Humanities

What is sciences of the spirit? »Its definition and meaning

Anonim

The sciences of the spirit are those that allow a human being to know himself better by studying what makes him unique. If all science is characterized by propositions that go from hypotheses to universal laws, the propositions of sciences of this type according to Dilthey are: facts (historical character), theorems, judgments and norms (practical element).

Wilhelm Dilthey, in his Introduction to the sciences of the spirit (1883), pursues the philosophical basis of the sciences of the spirit, including those whose object of study is history, politics, jurisprudence, theology, literature or the art. That is, they are the sciences that have as their object the historical- social reality.

Although it misses a discussion on the foundations of these sciences, similar to those that exist on the natural sciences, it determines that the origin of the sciences of the spirit is due to exercises of social functions; grammar, rhetoric, logic, aesthetics, ethics, jurisprudence and other disciplines have arisen because the individual becomes aware of and reflects on his own activity.

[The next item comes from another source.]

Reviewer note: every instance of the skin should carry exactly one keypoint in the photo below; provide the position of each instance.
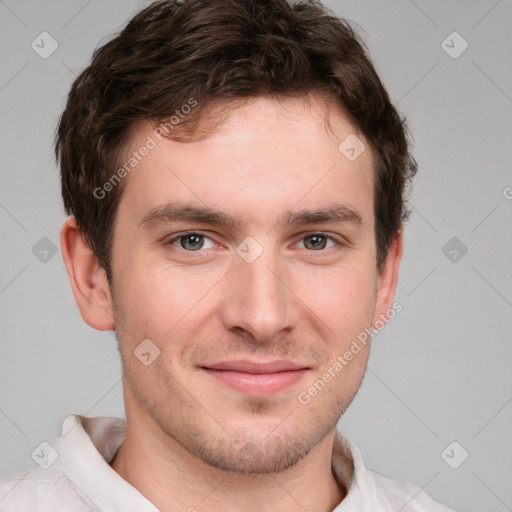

At the same time, he affirms that the understanding of human existence cannot be simplified to the enumeration of some intellectual representations. From this point of view, Dilthey as a defender of the sciences of the spirit, clearly opposes Kant's intellectualism in his Critique of Pure Reason.

The separation of the sciences of nature and of the spirit does not mean establishing a greater importance of one over the other, but rather applying the appropriate method to each field of study without distorting its essence. The sciences of the spirit are the human sciences through which this philosopher wants to base the analysis of the historical course and the entity of society.

For the sciences of the spirit to achieve validity, they have to be reconciled with tradition, admitting it as a source of truth, but without pretending to do so in a scientific way. The modes of knowledge that serve as models of the truth produced by the sciences of the spirit are, according to H.-G. Gadamer, the understanding of the past and the interpretation of the work of art, two processes that cannot be reduced to modern science.